Verso la fine del percorso di andata ho raggiunto una tipa niente male. Oddio, da dietro. Poiché ero stanco, non avevo l’abbrivio giusto per superarla, e perciò mi ci sono messo in scia… Ahahahaha!!! Che scusa penosa.
Eddai, anche l’occhio vuole la sua parte! E non solo i piedi. E poi il mio spirito di osservazione ha dei fini scientifici. A volte mi sento un po’ come Lombroso. Un po’ fissato, ma non per il volto.
Diamo la colpa la caldo, va. Comunque, detto tra noi, la tizia era lenta e sono agevolmente passato con mascolina accelerazione, mentre i miei piedi cercavano di farmi cadere nel naviglio lì a fianco.

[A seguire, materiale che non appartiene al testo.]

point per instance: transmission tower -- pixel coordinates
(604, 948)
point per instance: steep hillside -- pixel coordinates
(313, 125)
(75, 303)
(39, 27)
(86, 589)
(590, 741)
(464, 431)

Però… soddisfazione. Dopo due ore di marcia, ci sono arrivato!! Wowowowow!!
Jpeg

Jpeg

Il “Rudun”, il mulino ad acqua di Groppello d’Adda.
Mi sono fermato all’ombra per un quarto d’ora. Ho riempito la borraccia, fumato una sigaretta (che a metà di un allenamento è sempre cosa intelligente) e sono ripartito. Mi sentivo la schiena e le gambe di ferro battuto. E come se ai piedi avessi due scamorze alla griglia.
Credo mi abbia salvato la musica. Il mio MP4 è un gioiello e mi vuole bene. Anche con la batteria scarica lui mi accompagna fino alla fine. E’ l’unica cosa tecnologica che è sopravvissuta all’incidente di Gennaio. Tutto il resto è esploso nella borsa quando sono volato. Ho acceso l’MP4 dopo un kilometro circa dalla partenza e mi sono ascoltato Modest Mouse, Eels, TBJM, GY!BE.
Gli ultimi kilometri sono stati allucinanti. Le vesciche sotto i piedi mi facevano un male cane e parte del percorso, piuttosto che farla sull’asfalto, me la sono fatta tra l’erba, per cercare un terreno almeno morbido.
Sono arrivato a casa che ormai sbandavo alla Dorando Pietri e mi sono infilato direttamente in doccia. Ora, dopo ore, sto facendo la conta dei danni. 🙂
Sono riuscito anche a scottarmi la faccia e le braccia! Che idiota.
Beh, però, un traguardo raggiunto e 4 ore spese bene, e “qualche” kilometro
Domani mattina ho l’appuntamento dal fisiatra. Mi insulterà anche lui?
Perché già Michela ci ha provato. Anche per colpa mia, che le ho ricostruito il tutto come se fosse un vecchio filmato dell’Istituto Luce.
Mi ha detto che ho fatto troppo sforzo, ho preso troppo sole e che ho la testa dura.
Al che ho virilmente risposto…”FESTA DVRA”.
“E con passo inarrestabile d’ardito partiva verso est alla ricerca di nuovi territori…”
Chiudendo il tutto con un “Boia chi Pollon!”
Una delle frasi/proverbi modificati ed idioti che sfodero ogni tanto. Ne ho un buon campionario. Prima o poi ve ne menzionerò qualcuno!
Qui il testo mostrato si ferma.